George Rogerson

Personal information
- Full name: George Henry Rogerson
- Born: 13 March 1896 Monks Coppenhall, Cheshire, England
- Died: 29 May 1961 (aged 65) Crewe, Cheshire, England
- Batting: Right-handed

Domestic team information
- 1923: Lancashire

Career statistics
| Competition | First-class |
| Matches | 12 |
| Runs scored | 340 |
| Batting average | 17.89 |
| 100s/50s | –/– |
| Top score | 47* |
| Balls bowled | – |
| Wickets | – |
| Bowling average | – |
| 5 wickets in innings | – |
| 10 wickets in match | – |
| Best bowling | – |
| Catches/stumpings | 3/– |
- Source: Cricinfo, 6 April 2015

= George Rogerson =

English cricketer (1896–1961)

George Henry Rogerson (13 March 1896 - 29 May 1961) was an English cricketer.

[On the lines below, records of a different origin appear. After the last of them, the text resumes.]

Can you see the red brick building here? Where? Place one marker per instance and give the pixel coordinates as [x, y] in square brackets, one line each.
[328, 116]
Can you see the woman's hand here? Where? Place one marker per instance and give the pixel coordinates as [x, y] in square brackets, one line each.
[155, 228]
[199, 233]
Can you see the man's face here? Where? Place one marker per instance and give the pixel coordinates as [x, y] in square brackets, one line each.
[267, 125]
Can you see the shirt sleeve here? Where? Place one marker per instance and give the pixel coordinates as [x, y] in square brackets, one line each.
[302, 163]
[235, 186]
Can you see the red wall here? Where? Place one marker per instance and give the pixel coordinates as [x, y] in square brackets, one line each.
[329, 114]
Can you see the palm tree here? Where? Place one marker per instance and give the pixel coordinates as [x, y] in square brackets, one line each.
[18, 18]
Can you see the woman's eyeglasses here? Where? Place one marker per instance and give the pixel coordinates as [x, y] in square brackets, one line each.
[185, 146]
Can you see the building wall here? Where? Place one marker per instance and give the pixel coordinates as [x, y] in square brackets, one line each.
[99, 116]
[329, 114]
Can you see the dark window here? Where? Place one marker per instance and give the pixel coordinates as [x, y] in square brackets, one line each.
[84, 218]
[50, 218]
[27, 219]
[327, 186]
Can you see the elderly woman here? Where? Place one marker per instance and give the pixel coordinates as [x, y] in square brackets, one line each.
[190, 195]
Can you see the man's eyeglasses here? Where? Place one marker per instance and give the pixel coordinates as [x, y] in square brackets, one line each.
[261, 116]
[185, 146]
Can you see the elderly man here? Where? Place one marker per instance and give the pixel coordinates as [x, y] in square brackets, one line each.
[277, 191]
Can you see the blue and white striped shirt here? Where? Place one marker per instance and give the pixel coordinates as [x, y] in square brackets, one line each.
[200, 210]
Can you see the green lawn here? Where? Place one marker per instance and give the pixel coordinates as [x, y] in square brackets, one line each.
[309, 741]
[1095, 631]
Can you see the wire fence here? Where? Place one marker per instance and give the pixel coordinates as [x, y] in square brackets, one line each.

Born at Monks Coppenhall, Cheshire, he made twelve appearances in first-class cricket.

Having played for the Lancashire Second XI since 1921, Rogerson made his first-class cricket debut for Lancashire in 1923 against Oxford University at Oxford. He made eleven further appearances in first-class cricket in 1922, playing his final match for Lancashire in the County Championship against Hampshire. He scored a total of 340 runs in his twelve matches, with a high score of 47 not out and a batting average of 17.89.

He died at Crewe, Cheshire on 29 May 1961.